The world’s leading publication for data science, AI, and ML professionals.

Holoviz Is Simplifying Data Visualization in Python

Python has so many data types; can we use one tool to plot them all?

Photo by Luke Chesser on Unsplash

Python has rapidly become the default language for working with data over the past ten years. With a wide range of capabilities and a vibrant open source community, Python is a powerful tool for everything from machine learning to web development.

While I often attribute much of Python’s success to the excellent open-source libraries available, the downside of relying on a variety of third-party tools can be a lack of consistency and continuity. We do often have built-in plotting tools, like Pandas’ native plotting API, but they can’t replicate the interactive plots of more modern tools like Bokeh and Plotly. The bottom line is that we spend a lot of time thinking about data format when it comes to plotting, and it would be nice to have a simple way to produce interactive plots across a variety of data types.

This is the problem HoloViz aims to solve by providing high-level tools that make it easier to apply plotting libraries to data. HoloViz has a set of libraries that it maintains, but in this post, we are going to be focusing on hvPlot. hvPlot essentially adds a custom plotting API that can be accessed directly from our data with the .hvplot() method.

HoloViz makes some other cool tools we will explore in future posts including Panel which is a tool for making apps and dashboards for your plots. We will explore creating dashboard apps in a future post, but for now, let’s dive into hvPlot to see how easily we can create interactive plots with a variety of data types.

hvPlot

hvPlot provides a high-level plotting API that can be used by many of the most popular Python data types including:

  • Pandas: DataFrame, Series
  • XArray: Dataset, DataArray
  • Streamz: DataFrame(s), Series(s)
  • GeoPandas: GeoDataFrame
  • NetworkX: Graph
  • Dask: DataFrame, Series
  • Rapids cuDF: GPU DataFrame, Series
  • Intake: DataSource

We can see that hvPlot works by adding a new high-level plotting API to some of Python’s most popular libraries in order to provide a consistent and powerful plotting tool for all of the data you may work with. I was impressed that they support all of these libraries, as they account for a majority of the data I personally work with in Python.

I was also really excited to see that they allow us to choose between Bokeh, Plotly, and Matplotlib as the ultimate plotting backend.
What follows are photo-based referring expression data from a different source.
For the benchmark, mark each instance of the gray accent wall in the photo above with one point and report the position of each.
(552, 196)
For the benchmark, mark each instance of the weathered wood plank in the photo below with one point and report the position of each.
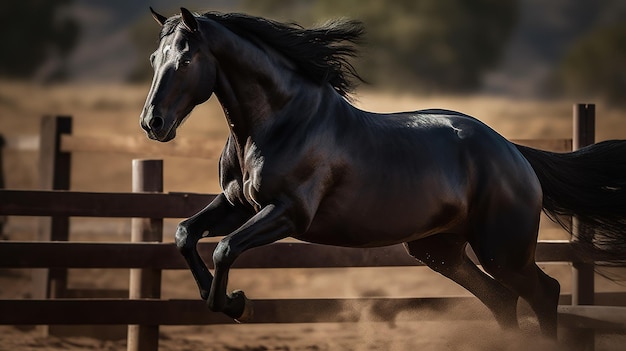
(140, 145)
(93, 204)
(154, 255)
(195, 312)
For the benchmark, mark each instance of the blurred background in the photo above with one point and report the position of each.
(518, 65)
(512, 47)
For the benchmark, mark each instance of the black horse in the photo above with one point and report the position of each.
(301, 161)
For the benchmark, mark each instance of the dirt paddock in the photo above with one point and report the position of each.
(113, 110)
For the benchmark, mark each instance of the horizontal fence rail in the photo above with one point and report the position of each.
(94, 204)
(62, 254)
(187, 147)
(332, 310)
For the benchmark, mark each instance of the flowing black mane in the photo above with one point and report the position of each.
(321, 54)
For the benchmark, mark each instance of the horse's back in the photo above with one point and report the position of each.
(417, 174)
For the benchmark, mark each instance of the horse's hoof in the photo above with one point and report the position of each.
(248, 308)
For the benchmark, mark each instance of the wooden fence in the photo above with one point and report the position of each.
(146, 256)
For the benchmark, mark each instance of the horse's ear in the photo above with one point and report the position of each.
(189, 20)
(157, 17)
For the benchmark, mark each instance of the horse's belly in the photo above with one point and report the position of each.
(381, 226)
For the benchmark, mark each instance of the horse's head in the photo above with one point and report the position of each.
(184, 76)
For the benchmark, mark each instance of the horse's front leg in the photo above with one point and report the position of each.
(218, 218)
(269, 225)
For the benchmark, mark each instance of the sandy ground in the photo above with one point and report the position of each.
(112, 110)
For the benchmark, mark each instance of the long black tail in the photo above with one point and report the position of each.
(590, 184)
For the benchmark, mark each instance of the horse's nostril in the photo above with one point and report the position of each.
(156, 123)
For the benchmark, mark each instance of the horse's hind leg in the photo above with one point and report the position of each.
(509, 258)
(445, 254)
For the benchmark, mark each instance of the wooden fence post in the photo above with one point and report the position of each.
(145, 283)
(583, 279)
(3, 219)
(54, 174)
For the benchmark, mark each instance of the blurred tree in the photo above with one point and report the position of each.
(32, 32)
(144, 34)
(594, 65)
(436, 45)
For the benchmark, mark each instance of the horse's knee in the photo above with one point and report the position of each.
(184, 241)
(224, 255)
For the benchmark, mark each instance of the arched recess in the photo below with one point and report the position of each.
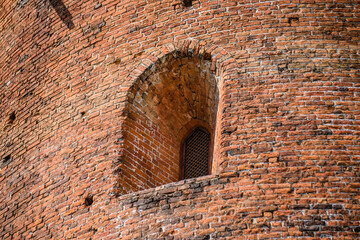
(175, 90)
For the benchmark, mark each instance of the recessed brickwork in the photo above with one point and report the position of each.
(166, 103)
(287, 126)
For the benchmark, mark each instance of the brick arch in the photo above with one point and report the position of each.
(152, 133)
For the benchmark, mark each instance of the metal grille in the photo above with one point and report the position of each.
(197, 154)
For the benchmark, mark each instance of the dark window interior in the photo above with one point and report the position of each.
(196, 154)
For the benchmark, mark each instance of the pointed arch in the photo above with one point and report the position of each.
(174, 89)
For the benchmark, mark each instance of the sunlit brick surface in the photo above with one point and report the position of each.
(287, 129)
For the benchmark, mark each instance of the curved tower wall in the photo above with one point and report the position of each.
(286, 154)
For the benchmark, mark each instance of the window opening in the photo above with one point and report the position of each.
(196, 154)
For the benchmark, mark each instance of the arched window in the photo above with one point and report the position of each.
(168, 101)
(196, 154)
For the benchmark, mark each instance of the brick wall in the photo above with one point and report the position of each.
(287, 135)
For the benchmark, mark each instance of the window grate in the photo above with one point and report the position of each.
(197, 154)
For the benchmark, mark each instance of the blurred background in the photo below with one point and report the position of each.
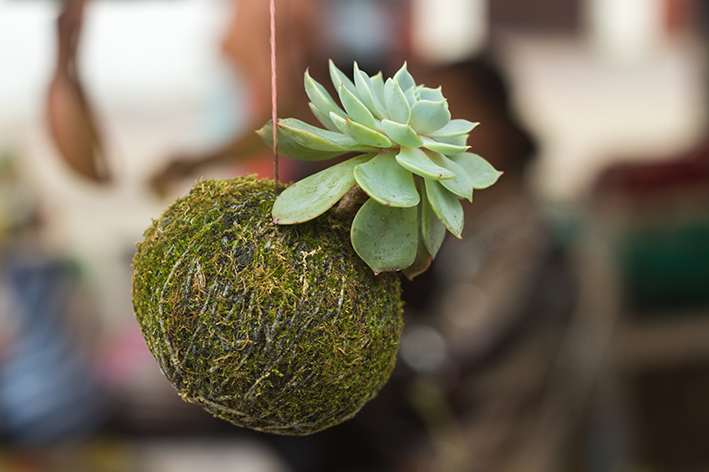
(567, 331)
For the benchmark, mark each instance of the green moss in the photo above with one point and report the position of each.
(277, 328)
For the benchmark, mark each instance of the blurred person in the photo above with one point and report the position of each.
(304, 40)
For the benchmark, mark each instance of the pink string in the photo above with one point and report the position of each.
(273, 92)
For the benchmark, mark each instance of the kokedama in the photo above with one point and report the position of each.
(288, 328)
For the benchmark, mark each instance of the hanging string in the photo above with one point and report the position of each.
(274, 118)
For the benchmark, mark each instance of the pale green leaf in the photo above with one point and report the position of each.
(428, 116)
(314, 195)
(292, 148)
(403, 135)
(416, 161)
(480, 172)
(460, 184)
(320, 97)
(383, 179)
(460, 140)
(432, 230)
(322, 118)
(365, 91)
(339, 78)
(434, 95)
(318, 139)
(446, 206)
(454, 128)
(410, 95)
(396, 103)
(378, 87)
(444, 148)
(354, 107)
(386, 238)
(404, 78)
(360, 133)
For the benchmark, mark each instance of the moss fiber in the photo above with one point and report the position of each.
(280, 329)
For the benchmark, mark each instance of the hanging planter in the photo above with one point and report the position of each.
(279, 313)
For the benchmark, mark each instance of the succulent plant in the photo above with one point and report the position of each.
(411, 160)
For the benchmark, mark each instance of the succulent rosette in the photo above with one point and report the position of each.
(411, 160)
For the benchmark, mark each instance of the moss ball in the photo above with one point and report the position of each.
(280, 329)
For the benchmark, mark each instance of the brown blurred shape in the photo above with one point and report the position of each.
(70, 117)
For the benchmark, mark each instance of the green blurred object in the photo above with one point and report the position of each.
(665, 268)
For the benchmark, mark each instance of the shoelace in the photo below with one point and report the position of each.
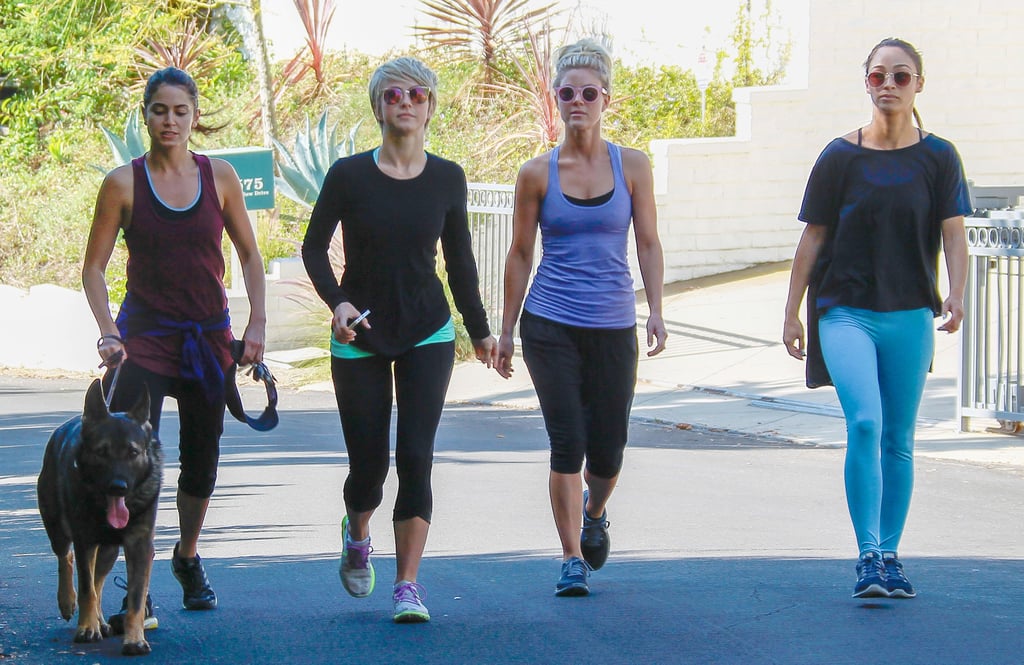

I am generally a big proponent of Plotly, however, I will admit that Bokeh has improved a lot since I last used it. Because of this, I will be using Bokeh as the hvPlot backend for this post.

Pandas

Pandas is without a doubt one of the most used and important Python libraries. Being able to easily load data into tables is what allows Python to compete with other popular data tools like R and Excel.

While Pandas is an excellent library, one area where it lacks is plotting. In my last post, I discussed some of the best plotting Python libraries, however, Pandas’ built-in plotting tool was not one of them. In Pandas’ defense, it isn’t a plotting library, and its built-in tool is meant to give users a quick and dirty view of a DataFrame. Let’s take a look at a plot of that data made using Pandas.

Created By Author
Created By Author

Pandas uses Matplotlib under the hood, which means we could style this further using the axis object. But why would we spend time styling this plot, when we could use hvPlot to create an interactive and appealing plot with minimal effort?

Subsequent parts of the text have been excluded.